Page Loader
Meta's AI translates an oral language for the first time
Meta used Mandarin as a leverage to translate Hokkien (Photo credit: Meta)

Meta's AI translates an oral language for the first time

Oct 21, 2022
12:05 am

What's the story

Languages without a written script are the final frontier of machine learning-based language translation systems. It seems that Meta has found a way to conquer this. The company has developed an AI-based speech-to-speech translator that can help with languages that don't have a script. This is part of Meta's Universal Speech Translator (UST) program. Meta has open-sourced this new development.

Context

Why does this story matter?

Nearly half of the world's languages don't have a script. If you're a fan of Star Wars and have dreamt of owning a Personal Universal Translator (PUT), primarily oral languages are kind of deal-breakers. Meta's speech-to-speech translator could be the solution to this. Although the company has a wonky past when it comes to AI-based language systems, this might be a game changer.

Issue

Speech-to-text translations require languages with script

AI-based speech translation systems rely on the availability of extensive transcriptions. This is where primarily oral languages become a problem for these systems. Since they don't have a script, producing text as the translated output doesn't work. This is why Meta used speech-to-speech translation. They picked Hokkien, a primarily oral language spoken by the Chinese diaspora, to develop the system.

Working

How does Meta's speech-to-speech system work?

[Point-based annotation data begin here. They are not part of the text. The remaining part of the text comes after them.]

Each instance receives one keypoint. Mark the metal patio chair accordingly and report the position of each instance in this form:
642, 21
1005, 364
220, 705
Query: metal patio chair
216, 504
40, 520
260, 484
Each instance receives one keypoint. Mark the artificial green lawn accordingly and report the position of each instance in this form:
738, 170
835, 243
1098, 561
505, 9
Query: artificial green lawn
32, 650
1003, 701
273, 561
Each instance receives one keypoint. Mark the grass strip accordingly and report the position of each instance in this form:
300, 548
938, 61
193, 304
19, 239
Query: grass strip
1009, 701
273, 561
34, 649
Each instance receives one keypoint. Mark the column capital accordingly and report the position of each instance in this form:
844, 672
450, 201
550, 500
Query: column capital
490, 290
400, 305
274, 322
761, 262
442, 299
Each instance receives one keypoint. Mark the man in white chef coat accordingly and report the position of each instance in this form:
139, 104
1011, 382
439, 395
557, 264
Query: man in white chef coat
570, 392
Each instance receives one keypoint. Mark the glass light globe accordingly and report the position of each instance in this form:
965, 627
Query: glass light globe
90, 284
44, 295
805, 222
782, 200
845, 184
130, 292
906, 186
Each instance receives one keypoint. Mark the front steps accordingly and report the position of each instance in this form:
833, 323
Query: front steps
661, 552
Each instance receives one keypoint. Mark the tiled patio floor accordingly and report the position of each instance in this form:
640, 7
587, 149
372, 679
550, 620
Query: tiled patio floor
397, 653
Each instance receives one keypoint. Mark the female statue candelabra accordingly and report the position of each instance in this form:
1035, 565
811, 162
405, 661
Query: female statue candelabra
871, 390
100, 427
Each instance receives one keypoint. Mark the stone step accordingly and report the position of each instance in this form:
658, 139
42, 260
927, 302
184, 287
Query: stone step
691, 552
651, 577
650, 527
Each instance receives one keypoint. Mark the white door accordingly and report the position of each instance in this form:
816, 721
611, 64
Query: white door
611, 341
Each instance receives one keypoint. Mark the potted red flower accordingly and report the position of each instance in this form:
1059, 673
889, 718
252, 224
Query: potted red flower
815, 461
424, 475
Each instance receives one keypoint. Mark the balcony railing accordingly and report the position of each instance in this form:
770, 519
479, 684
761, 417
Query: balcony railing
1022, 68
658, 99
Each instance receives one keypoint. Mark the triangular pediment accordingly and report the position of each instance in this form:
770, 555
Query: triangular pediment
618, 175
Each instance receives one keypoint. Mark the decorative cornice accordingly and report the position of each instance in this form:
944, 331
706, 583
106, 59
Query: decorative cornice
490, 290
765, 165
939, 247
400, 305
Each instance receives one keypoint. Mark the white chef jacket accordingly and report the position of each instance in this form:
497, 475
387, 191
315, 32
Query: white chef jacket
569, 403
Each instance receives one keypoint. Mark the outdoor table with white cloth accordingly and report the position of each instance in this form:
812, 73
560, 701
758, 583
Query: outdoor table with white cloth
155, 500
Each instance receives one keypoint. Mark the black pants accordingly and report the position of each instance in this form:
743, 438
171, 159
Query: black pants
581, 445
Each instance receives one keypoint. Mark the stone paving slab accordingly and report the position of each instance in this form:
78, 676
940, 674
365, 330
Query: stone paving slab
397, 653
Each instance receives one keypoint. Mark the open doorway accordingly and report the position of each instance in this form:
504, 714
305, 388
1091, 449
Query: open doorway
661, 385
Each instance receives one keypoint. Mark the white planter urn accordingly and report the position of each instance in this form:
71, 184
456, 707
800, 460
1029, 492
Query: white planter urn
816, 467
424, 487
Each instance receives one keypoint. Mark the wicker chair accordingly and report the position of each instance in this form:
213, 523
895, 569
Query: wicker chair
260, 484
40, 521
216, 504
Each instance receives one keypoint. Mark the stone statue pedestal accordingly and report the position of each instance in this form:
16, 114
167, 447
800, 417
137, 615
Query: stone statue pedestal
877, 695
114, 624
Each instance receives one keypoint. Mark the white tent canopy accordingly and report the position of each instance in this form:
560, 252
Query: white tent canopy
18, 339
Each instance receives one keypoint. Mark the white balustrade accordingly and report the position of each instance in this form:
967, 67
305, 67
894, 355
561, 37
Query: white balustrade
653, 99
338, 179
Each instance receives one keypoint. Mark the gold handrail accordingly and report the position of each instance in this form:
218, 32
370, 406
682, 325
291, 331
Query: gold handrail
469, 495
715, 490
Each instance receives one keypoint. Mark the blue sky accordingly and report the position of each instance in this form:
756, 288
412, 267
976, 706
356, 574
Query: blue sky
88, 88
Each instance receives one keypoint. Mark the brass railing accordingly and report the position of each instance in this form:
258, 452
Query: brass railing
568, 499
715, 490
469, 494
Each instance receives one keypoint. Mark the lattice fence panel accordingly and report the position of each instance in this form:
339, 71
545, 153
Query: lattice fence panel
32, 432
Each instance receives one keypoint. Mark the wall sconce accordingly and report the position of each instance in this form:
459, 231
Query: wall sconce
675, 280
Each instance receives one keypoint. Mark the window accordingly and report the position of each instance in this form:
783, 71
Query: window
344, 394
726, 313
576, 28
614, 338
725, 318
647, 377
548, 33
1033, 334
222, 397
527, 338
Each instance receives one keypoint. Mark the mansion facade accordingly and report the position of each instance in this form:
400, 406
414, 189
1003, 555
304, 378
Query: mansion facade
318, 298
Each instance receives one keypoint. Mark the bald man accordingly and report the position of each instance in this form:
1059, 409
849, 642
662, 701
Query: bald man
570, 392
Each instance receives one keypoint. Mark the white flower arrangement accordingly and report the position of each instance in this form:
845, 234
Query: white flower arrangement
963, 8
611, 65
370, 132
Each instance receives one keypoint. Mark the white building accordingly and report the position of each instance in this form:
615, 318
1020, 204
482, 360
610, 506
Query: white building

To make the speech-to-speech translation of Hokkien work, Meta first translated the input language into a sequence of acoustic sounds using speech-to-unit (S2U) translation. They then generated waveforms from the unit. Meta used Mandarin as an intermediate language between English and Hokkien to train the AI. They first translated Hokkien or English speech to Mandarin text and then translated it into Hokkien or English.

Information

It can be used to translate one sentence at a time

Meta's new speech-to-speech translation system is far from perfect. It can only translate one sentence at a time as of now. Mark Zuckerberg, the company's CEO, believes that the system can be used for translating more languages in real-time.

Availability

Meta is open-sourcing the translating system

Meta is open-sourcing the Hokkien translation models, evaluation, and datasets. It is being done so that other researchers can build on this. It is introducing a speech-to-speech benchmarking system called 'Taiwanese Across Taiwan' based on the Hokkien speech corpus. The company is also releasing SpeechMatrix, a collection of speech-to-speech translations developed through LASER, Meta's language processing toolkit.